Si les évêques ont le pouvoir de charger l'Eglise d'une infinité de traditions et de lier les consciences, pourquoi l'Ecriture nous défend-elle en tant d'endroits d'établir des traditions et de les suivre? D'où vient qu'elle les appelle une doctrine de démons? Le Saint-Esprit a-t-il averti en vain de ces choses?

Il en suit donc que si les ordonnances instituées pour mériter la grâce, et comme nécessaires, sont contre l'Evangile, les évêques n'ont pas le pouvoir de les établir. Il est bien nécessaire qu'on conserve dans l'Eglise la doctrine de la liberté chrétienne, puisque la servitude de la Loi n'a plus d'obligation pour nous. Demeurez ferme, dit l'apôtre, dans la liberté que Jésus-Christ nous a acquise, et ne vous remettez pas de nouveau sous le joug de la servitude. Il faut nécessairement s'attacher au principal point de l'Evangile, qui est que nous sommes justifiés gratuitement par la foi en Jésus-Christ, et non pas pour des observances ou des cultes institués par les hommes.

Quel sentiment doit-on avoir par conséquent sur le dimanche et certaines cérémonies qui s'observent dans l'Eglise? Nous répondons que les évêques et les pasteurs peuvent les établir pour conserver l'ordre dans l'Eglise, mais non pas pour mériter la grâce ou offrir une satisfaction pour les péchés qu'ils ne peuvent pas obliger les consciences à croire que ce soient des cultes nécessaires, ou à s'accuser de péché quand on les néglige sans choquer personne. C'est ainsi que S. Paul ordonne: Que dans les assemblées les femmes soient voilées, et que ceux qui interprètent dans l'Eglise les Ecritures saintes, soient entendus avec ordre, l'un après l'autre.

Il convient que les Eglises observent ces ordonnances pour maintenir la paix et pour ne pas s'entre offenser, et afin que tout se fasse avec ordre et sans tumulte. Mais que les consciences n'en soient pas chargées, qu'on ne persuade personne que l'observance de ces choses soit nécessaire pour le salut, ou qu'on pèche en ne les suivant pas. Une femme commet-elle donc un péché quand elle paraît en public sans avoir la tête voilée dans les pays où cet usage n'est pas choquant?

Il en est de même des dimanches, de la fête de Pâques, de la Pentecôte, et de semblables fêtes et coutumes. Ceux qui soutiennent que le dimanche a été mis à la place du sabbat, par l'autorité de l'Eglise et comme une chose nécessaire, se trompent fort. Ce fut l'Ecriture qui abrogea le sabbat, en enseignant que toutes les cérémonies mosaïques pouvaient être abandonnées après la promulgation de l'Evangile. Toutefois, comme il était nécessaire d'instituer un certain jour, afin que le peuple sût quand il devait s'assembler, il apparaît que l'Eglise a institué pour cela le dimanche qui offrait en même temps aux fidèles un exemple de la liberté chrétienne, et qui leur apprenait que ni l'observance du sabbat, ni celle d'un autre jour n'est nécessaire.

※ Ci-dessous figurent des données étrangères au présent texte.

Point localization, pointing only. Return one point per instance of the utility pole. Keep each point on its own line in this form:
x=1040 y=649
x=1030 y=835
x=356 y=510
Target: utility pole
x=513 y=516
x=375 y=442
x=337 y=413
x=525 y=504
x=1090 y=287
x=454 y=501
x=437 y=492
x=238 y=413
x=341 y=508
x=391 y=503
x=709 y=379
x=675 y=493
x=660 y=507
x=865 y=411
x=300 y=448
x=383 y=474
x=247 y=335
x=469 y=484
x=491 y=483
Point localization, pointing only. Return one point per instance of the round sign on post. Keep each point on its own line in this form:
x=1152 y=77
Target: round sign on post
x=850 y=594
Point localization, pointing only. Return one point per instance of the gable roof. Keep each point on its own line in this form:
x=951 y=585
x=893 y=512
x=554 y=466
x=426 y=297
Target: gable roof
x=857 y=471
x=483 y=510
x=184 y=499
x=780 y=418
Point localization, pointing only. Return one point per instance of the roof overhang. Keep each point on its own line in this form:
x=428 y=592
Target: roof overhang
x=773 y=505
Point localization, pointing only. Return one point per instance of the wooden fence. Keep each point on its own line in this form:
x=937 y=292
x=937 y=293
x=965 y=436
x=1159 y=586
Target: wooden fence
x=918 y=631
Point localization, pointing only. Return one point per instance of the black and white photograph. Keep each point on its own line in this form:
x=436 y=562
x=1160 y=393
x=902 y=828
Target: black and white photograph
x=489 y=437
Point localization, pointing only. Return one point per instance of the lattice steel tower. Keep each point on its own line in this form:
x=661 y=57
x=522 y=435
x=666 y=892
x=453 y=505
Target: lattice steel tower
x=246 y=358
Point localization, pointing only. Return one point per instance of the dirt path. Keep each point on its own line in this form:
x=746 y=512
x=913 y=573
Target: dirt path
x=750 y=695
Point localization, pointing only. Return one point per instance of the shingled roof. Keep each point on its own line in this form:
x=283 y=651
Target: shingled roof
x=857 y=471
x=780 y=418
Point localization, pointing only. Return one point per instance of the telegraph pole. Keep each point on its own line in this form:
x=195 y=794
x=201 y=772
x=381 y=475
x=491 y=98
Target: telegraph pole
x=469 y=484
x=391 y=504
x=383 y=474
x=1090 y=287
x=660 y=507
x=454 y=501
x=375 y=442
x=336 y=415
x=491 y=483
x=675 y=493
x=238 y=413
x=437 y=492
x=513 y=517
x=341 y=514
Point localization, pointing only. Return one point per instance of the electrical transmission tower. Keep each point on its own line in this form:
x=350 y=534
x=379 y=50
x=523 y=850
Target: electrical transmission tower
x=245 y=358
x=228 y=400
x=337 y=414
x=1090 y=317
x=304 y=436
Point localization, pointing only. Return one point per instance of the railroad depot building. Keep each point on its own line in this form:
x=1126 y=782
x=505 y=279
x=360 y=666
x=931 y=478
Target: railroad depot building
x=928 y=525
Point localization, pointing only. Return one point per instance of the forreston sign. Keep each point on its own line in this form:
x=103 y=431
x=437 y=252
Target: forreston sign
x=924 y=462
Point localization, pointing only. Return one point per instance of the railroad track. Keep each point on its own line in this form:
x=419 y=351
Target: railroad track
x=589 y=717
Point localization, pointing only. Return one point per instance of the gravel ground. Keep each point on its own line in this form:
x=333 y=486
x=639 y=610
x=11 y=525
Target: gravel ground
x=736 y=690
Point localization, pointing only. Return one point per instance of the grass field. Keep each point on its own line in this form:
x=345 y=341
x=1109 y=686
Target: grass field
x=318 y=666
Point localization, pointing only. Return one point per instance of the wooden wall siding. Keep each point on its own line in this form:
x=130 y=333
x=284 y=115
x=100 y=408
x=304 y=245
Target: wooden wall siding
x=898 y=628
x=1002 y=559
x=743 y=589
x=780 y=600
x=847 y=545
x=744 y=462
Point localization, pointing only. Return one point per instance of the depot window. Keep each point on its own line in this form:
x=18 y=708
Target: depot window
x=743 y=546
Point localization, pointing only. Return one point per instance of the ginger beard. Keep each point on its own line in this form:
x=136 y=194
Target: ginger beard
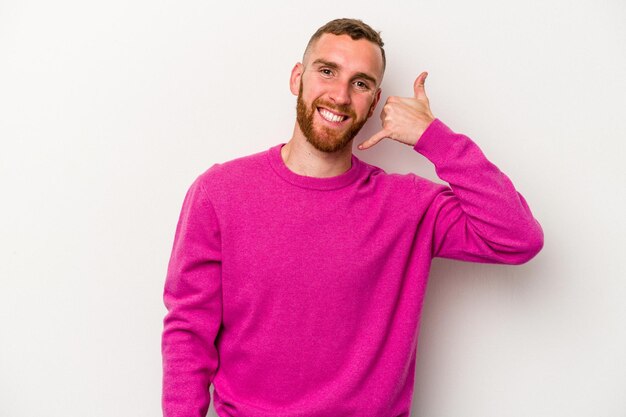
x=324 y=138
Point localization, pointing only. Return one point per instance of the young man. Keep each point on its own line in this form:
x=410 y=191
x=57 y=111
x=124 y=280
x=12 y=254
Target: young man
x=298 y=274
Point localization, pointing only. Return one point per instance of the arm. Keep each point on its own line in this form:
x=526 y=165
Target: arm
x=481 y=217
x=192 y=296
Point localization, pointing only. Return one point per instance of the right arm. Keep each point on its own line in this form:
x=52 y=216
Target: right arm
x=193 y=299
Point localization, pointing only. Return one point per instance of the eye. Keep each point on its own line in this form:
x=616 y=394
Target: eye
x=361 y=85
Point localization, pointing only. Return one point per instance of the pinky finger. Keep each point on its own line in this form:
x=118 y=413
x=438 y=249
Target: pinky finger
x=374 y=140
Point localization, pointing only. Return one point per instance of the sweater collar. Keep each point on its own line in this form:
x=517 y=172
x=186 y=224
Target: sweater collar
x=330 y=183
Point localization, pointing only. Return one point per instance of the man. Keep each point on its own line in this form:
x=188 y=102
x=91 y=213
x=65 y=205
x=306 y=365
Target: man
x=298 y=274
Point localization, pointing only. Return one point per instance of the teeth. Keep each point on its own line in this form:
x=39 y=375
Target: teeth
x=331 y=117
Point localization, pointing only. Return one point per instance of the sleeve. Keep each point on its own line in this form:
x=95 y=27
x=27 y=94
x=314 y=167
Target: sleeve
x=480 y=217
x=193 y=299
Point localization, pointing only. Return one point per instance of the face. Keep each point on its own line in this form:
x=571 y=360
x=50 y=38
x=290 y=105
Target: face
x=338 y=88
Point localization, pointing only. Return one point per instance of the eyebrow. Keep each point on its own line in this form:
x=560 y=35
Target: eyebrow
x=334 y=65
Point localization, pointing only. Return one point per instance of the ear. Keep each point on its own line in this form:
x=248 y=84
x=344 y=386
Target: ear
x=374 y=103
x=294 y=80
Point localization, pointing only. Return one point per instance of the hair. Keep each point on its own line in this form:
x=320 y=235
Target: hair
x=355 y=28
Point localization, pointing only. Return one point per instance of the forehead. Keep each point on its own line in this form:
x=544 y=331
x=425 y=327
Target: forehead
x=358 y=55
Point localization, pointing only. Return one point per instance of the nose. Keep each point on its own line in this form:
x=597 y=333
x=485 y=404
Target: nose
x=340 y=93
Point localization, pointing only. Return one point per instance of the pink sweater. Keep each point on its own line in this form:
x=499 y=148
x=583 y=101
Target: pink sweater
x=301 y=296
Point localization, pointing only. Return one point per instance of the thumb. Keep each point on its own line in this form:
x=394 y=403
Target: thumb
x=418 y=86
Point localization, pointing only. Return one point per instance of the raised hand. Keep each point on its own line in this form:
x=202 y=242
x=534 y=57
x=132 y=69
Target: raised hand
x=404 y=119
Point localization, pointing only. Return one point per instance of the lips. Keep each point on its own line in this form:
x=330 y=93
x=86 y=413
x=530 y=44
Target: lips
x=331 y=116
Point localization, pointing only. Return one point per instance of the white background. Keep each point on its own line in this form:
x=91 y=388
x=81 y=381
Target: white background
x=109 y=110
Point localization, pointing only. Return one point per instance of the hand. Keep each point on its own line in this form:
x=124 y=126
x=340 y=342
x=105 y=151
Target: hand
x=404 y=119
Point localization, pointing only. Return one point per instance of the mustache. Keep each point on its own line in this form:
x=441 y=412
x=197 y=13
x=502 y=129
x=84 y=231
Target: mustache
x=339 y=108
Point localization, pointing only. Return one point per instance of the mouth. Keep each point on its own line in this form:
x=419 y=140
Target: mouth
x=331 y=116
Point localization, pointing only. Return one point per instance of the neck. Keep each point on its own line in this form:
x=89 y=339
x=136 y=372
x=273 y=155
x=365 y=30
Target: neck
x=304 y=159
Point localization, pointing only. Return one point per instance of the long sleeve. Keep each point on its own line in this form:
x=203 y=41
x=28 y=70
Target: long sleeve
x=193 y=299
x=480 y=217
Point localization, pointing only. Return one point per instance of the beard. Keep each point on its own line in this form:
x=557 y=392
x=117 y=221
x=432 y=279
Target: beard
x=323 y=138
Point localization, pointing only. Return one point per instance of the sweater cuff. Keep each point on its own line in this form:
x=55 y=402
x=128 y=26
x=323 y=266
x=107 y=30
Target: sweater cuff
x=436 y=141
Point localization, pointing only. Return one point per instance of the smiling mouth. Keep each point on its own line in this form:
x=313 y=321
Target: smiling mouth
x=330 y=116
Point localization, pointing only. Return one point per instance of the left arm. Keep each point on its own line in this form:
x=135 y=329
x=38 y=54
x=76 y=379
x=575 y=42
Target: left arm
x=480 y=217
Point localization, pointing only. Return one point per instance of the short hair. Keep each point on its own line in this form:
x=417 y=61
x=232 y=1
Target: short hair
x=355 y=28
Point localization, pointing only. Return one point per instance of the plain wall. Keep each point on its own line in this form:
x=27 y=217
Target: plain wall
x=109 y=110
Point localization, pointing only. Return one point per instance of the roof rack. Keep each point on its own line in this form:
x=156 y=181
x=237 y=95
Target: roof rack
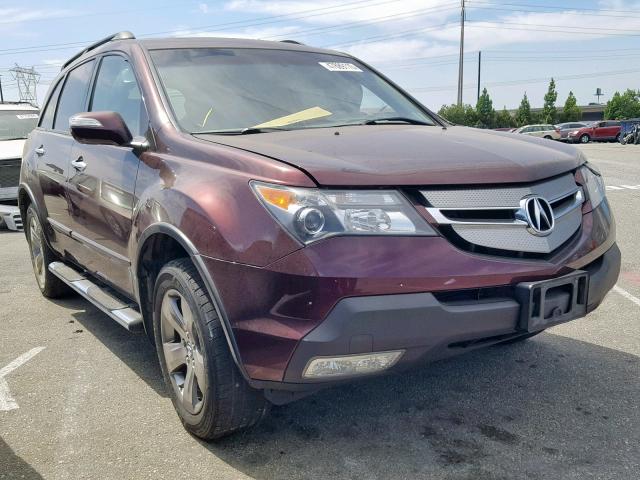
x=125 y=35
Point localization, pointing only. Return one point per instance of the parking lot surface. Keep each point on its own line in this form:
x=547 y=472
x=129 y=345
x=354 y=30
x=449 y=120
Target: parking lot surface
x=563 y=405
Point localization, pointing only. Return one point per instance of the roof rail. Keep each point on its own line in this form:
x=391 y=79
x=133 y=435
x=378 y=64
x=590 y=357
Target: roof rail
x=125 y=35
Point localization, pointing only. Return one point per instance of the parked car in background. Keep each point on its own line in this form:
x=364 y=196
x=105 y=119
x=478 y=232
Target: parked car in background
x=543 y=131
x=603 y=131
x=277 y=234
x=567 y=127
x=626 y=126
x=16 y=122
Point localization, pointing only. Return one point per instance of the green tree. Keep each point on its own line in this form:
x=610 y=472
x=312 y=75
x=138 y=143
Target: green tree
x=504 y=119
x=549 y=111
x=523 y=115
x=453 y=113
x=484 y=110
x=623 y=106
x=571 y=111
x=459 y=114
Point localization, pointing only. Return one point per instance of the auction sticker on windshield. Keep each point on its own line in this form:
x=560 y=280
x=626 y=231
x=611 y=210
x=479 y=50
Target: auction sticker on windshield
x=340 y=67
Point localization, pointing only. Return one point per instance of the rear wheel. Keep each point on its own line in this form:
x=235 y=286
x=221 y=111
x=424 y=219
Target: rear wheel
x=41 y=256
x=208 y=391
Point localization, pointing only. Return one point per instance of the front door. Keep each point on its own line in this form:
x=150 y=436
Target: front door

On a élevé des disputes interminables sur le changement de la Loi ancienne, les cérémonies de la nouvelle et le changement du sabbat; elles sont toutes nées de la persuasion où l'on était, qu'il devait y avoir dans l'Eglise un culte semblable au lévitique, et que Jésus-Christ avait donné aux apôtres et aux évêques le pouvoir d'instituer de nouvelles cérémonies nécessaires pour le salut. Ces erreurs se sont glissées dans l'Eglise à mesure qu'on a cessé d'enseigner clairement la justice de la foi. Les uns ont prétendu que l'observance du dimanche n'est pas à la vérité de droit divin, mais presque; d'autres ont longuement examiné en quel cas il est permis de travailler aux jours de fêtes. Mais toutes ces doctrines sont-elles autre chose que des liens pour les consciences? On tâche d'adoucir maintenant les traditions, mais on ne pourra jamais observer une juste mesure tant qu'on les croira nécessaires; et cette opinion durera indispensablement tant qu'on ignorera la justice de la foi et la liberté chrétienne.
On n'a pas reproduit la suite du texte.